For some of us, however, we are looking for new inroads into the marketplace, or we are revamping or recreating our business model. We are looking for opportunities. This is a large one.
Reaching a segment of the population who can benefit from what we offer but seemingly is indifferent to needing our help may seem like an exercise in futility. For those who can determine a marketing strategy to reach such individuals on their level, there could be a real connection. Think of it not so much as they don’t want our help or that they are interested in aging in place but that they have never had the luxury of time to be able to even consider it. They are living so much in the moment and dealing with all of the demands on their time, energy, and resources that taking on something else or even diverting some of their mental and emotional energy to consider or plan for themselves remaining in their home successfully is not realistic.

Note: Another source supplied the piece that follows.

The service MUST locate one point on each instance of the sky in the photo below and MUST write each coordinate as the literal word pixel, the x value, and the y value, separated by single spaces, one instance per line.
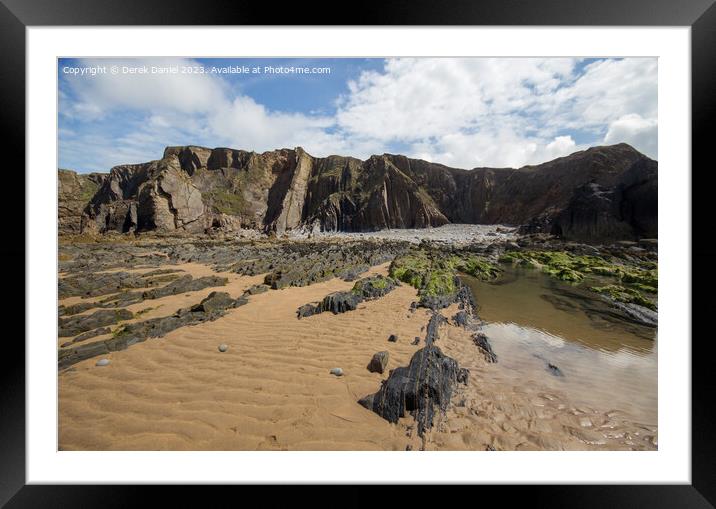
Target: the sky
pixel 461 112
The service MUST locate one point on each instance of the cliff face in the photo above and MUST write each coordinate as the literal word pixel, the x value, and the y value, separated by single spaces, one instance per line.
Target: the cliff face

If we have been there ourselves, this would help in crafting a strategy to reach those who are living in the moment. They need our help, but they don’t have time to hit the pause button in their lives to talk with us, and we don’t know what they might need – with each person and each home presenting different challenges and outcomes. We have to determine a way to come alongside them and meet with them where they are without appearing that we are trying to detour them from all of the activities they have going. We might be a great resource for them to help them stay in their homes, create a safer environment for them and everyone else in their household, and enhance their outlook on life.
For those aging in place specialists interested in a challenge that is not being met, consider developing a business model to serve those people who are so caught up living in the moment, for a variety or reasons, that they can’t focus on their longer-term needs. What they need and their budget to accomplish any improvements are less important initially than determining a way to reach this group of individuals and creating a reputation in the marketplace as an available resource for them.